You may also quickly switch between several MIDI input devices from the main toolbar by clicking the drop-down button next to the MIDI Record icon.
Enabling MIDI Output
The MIDI Input / Output plugin is built into OpenMPT to allow for easy MIDI routing.
This plugin is more than just an instrument plugin to send out MIDI data; As the name suggests, it can also be used to capture incoming MIDI events. While this might seem redundant at first, it brings some advantages over the default MIDI input in some cases:
- Several plugin instances can be opened at once to allow for multiple MIDI inputs.
- The incoming MIDI events are only routed to the next chained plugin.
Combining these two previous points, you can use the plugin to control another instrument plugin exclusively using the MIDI data from the MIDI plugin. Only the selected output plugin of the MIDI plugin will receive this input. MIDI events captured by this plugin can also be be recorded to the pattern editor by toggling the Record MIDI Out to Pattern Editor setting in the plugin window’s Options menu.
You can set up plugin chains with several MIDI processing plugins to go crazy: How about sending the MIDI events captured by this plugin to an arpeggiator plugin, and then send the arpeggiated MIDI data generated by that plugin to another instance of the MIDI Input / Output plugin to control external gear that has no built-in arpeggiator? It’s up to you!

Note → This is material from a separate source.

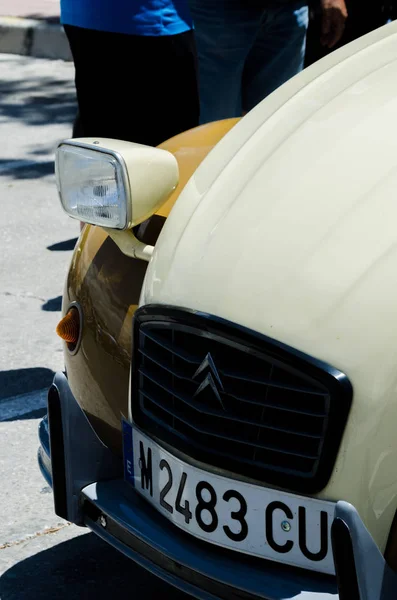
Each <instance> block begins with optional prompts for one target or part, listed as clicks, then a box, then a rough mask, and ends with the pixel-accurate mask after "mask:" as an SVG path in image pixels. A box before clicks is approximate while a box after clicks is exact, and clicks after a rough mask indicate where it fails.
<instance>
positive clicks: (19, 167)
mask: <svg viewBox="0 0 397 600" xmlns="http://www.w3.org/2000/svg"><path fill="white" fill-rule="evenodd" d="M50 161H51V159H49V160H40V161H37V160H9V161H7V162H4V163H1V162H0V174H1V173H8V172H9V171H13V170H14V169H24V168H26V167H41V166H42V165H48V163H49V162H50Z"/></svg>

Here is a short tutorial on setting up the MIDI Input / Output plugin to control external MIDI:
- Open or create a track in XM / IT / MPTM format; preferrably the latter.
- In the General page, in the Plugin section at the bottom half of the page, make sure the current plugin is empty, and click the “Select” button next to it. The Plugin Manager window will open.
- Find the MIDI Input / Output plugin in the instruments category. Select it, and click the top button (“Put in FX01” or whatever slot you are putting it into).
- Now you can click the Edit button to see its interface, shown on the right. Click the dropdown list under “MIDI Output Device” to choose the MIDI port to route MIDI data to.
- OpenMPT automatically creates an instrument to control the plugin. You can then use the newly created instrument to send note data to the MIDI Input / Output plugin on a specified MIDI channel, which in turn will send it to the port where your MIDI instrument receives its data. This should play the MIDI instrument.
- To assign a MIDI controller to a macro for output (so that you can manipulate MIDI parameters of an external MIDI device during playback), see the section on Zxx Macros.
Note: “Output Latency” delays the MIDI output with respect to OpenMPT’s own audio output latency. A default value of 0ms sends the MIDI signals at the same time as OpenMPT’s audio output. A positive value will delay the MIDI signals (in case they can be heard too early in comparison to the other audio), a negative value (up to the duration of OpenMPT's own output latency) sends the MIDI signals before the other audio (to compensate for any delays induced by the MIDI port or target MIDI device).